Baca juga: Lima Tanda Kepahlawanan Perspektif Alquran
Oleh karena itu, keamanan negara amat perlu untuk dijaga. Alquran juga menyingung hal ini. Antara lain salah satu doa Nabi Ibrahim yang termaktub dalam firman Allah pada Q.S. Al-Baqarah [2]: 126 berikut;
وَاِذْ قَالَ اِبْرٰهيمُ رَبِّ اجْعَلْ هٰذَا بَلَدًا اٰمِنًا وَّارْزُقْ اَهْلَه مِنَ الثَّمَرٰتِ مَنْ اٰمَنَ مِنْهُمْ بِاللّٰهِ وَالْيَوْمِ الْاٰخِرِ قَالَ وَمَنْ كَفَرَ فَاُمَتِّعُه قَلِيْلًا ثُمَّ اَضْطَرُّه اِلٰى عَذَابِ النَّارِ وَبِئْسَ الْمَصِيْرُ
“(Ingatlah) ketika Ibrahim berdoa, “Ya Tuhanku, jadikanlah (negeri Makkah) ini negeri yang aman dan berilah rezeki berupa buah-buahan (hasil tanaman, tumbuhan yang bisa dimakan) kepada penduduknya, yaitu orang yang beriman di antara mereka kepada Allah dan hari Akhir.” Dia (Allah) berfirman, “Siapa yang kufur akan Aku beri kesenangan sementara, kemudian akan Aku paksa dia ke dalam azab neraka. Itulah seburuk-buruk tempat kembali.” (QS. AL-Baqarah: 126)
Tanpa keamanan, mustahil roda perekonomian dapat berjalan normal. Juga tanpa negeri yang aman, tidak mungkin masyarakat hidup dengan tenang. Begitu pula, tanpa keamanan yang stabil, mustahil kegiatan keagamaan juga dapat berjalan dengan tenang. Maka, tidak heran jika kestabilan keamanan menjadi sesuatu yang dipanjatkan Nabi Ibrahim dalam doanya. Bahkan dalam ayat lain, Nabi Ibarahim terlebih dahulu memohon keamanan negara sebelum untaian permintaan agar dijauhkan dari kekufuran
وَإِذْ قَالَ إِبْرَاهِيمُ رَبِّ اجْعَلْ هَٰذَا الْبَلَدَ آمِنًا وَاجْنُبْنِي وَبَنِيَّ أَنْ نَعْبُدَ الْأَصْنَامَ
“Dan (ingatlah), ketika Ibrahim berkata: “Ya Tuhanku, jadikanlah negeri ini (Mekah), negeri yang aman, dan jauhkanlah aku beserta anak cucuku daripada menyembah berhala-berhala.” (QS. Ibrahim : 35)

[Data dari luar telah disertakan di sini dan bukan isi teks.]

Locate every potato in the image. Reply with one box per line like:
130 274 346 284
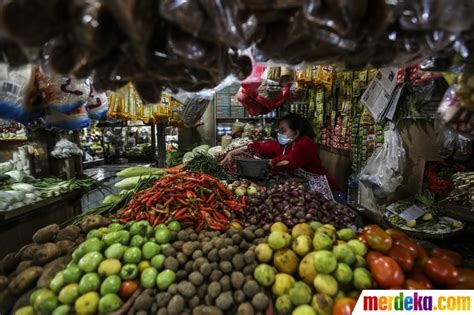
0 253 20 274
15 260 34 274
12 289 35 314
33 224 59 244
56 225 81 242
81 214 112 233
133 289 155 311
36 257 71 288
17 243 41 260
8 266 43 296
33 243 61 266
0 289 17 314
167 294 185 314
0 276 8 291
56 240 76 255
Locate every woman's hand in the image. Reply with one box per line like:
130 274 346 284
220 146 247 165
220 151 233 165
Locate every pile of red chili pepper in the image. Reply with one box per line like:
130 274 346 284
117 172 245 231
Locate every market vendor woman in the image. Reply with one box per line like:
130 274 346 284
222 114 341 199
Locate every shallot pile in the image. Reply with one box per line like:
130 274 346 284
245 182 355 229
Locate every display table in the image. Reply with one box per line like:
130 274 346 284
0 190 84 257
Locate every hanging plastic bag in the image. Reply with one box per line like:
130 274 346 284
359 129 406 199
0 63 44 123
438 84 474 138
45 106 91 130
86 81 109 120
51 139 82 159
453 135 472 162
182 98 211 128
38 73 90 114
438 125 457 159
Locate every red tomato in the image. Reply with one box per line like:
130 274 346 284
365 250 383 267
119 280 138 300
388 245 415 272
423 257 459 285
395 239 418 259
369 256 405 289
408 267 433 289
448 268 474 290
331 297 357 315
385 229 408 241
431 248 462 266
365 229 393 253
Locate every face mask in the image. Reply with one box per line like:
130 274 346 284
278 133 293 145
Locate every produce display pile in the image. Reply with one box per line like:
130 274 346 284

Ketika menjelaskan tafsir ayat ini, Imam ar-Razi menyatakan bahwa permintaan Nabi Ibrahim pada ayat tersebut sangat sesuai dengan kondisi Mekah yang tandus dan tidak dapat digunakan sebagai lahan pertanian. Maka secara otomatis perekonomian Mekah bergantung pada sektor perdagangan serta kebutuhan pangan masyarakatnya membutuhkan produk pangan impor dari luar. Jika kondisi mekah tidak aman, sangat sulit untuk menghidupkan sektor perdagangan tersebut. Maka dari itu, Nabi Ibrahim memanjatkan doa agar wilayah Mekah diberi keamanan sebelum memanjatkan permintaan lain. Lihat Fakhruddin Ar-Razi, Mafatih al-Ghaib (Beirut: Dar Ihya’ at-Turats, 1460 H), IV/48.
Baca juga: Strategi Pertahanan Keamanan Negara dalam Al Quran
Selanjutnya akan muncul pertanyaan lain, mengapa Nabi Ibrahim lebih memohon keamanan yang berhubungan dengan ekonomi dunia terlebih dahulu dari pada dijaga dari kesyirikan yang justru merupakan ihwal akhirat?
Menjawab hal ini, Ar-Razi menerangkan bahwa terdapat analogi yang rasional. Beliau menyatakan:
أَنَّ الدُّنْيَا إِذَا طُلِبَتْ لِيُتَقَوَّى بِهَا عَلَى الدِّينِ، كَانَ ذَلِكَ مِنْ أَعْظَمِ أَرْكَانِ الدِّينِ، فَإِذَا كَانَ الْبَلَدُ آمِنًا وَحَصَلَ فِيهِ الْخِصْبُ تَفَرَّغَ أَهْلُهُ لِطَاعَةِ اللَّهِ تَعَالَى، وَإِذَا كَانَ الْبَلَدُ عَلَى ضِدِّ ذَلِكَ كَانُوا عَلَى ضِدِّ ذَلِكَ
”Sungguh, ketika dunia dicari demi memperkuat agama, maka sejatinya hal itu adalah termasuk rukun agama yang paling agung. Ketika suatu negara aman dan makmur maka rakyatnya akan dapat fokus untuk melaksanakan ketaatan pada Allah. Begitu pula, jika sebuah negara tidak aman dan makmur, maka rakyatnya tidak akan dapat fokus beribadah.” Ar-Razi, Mafatih al-Ghaib (Beirut: Dar Ihya’ at-Turats, 1460 H), IV/48.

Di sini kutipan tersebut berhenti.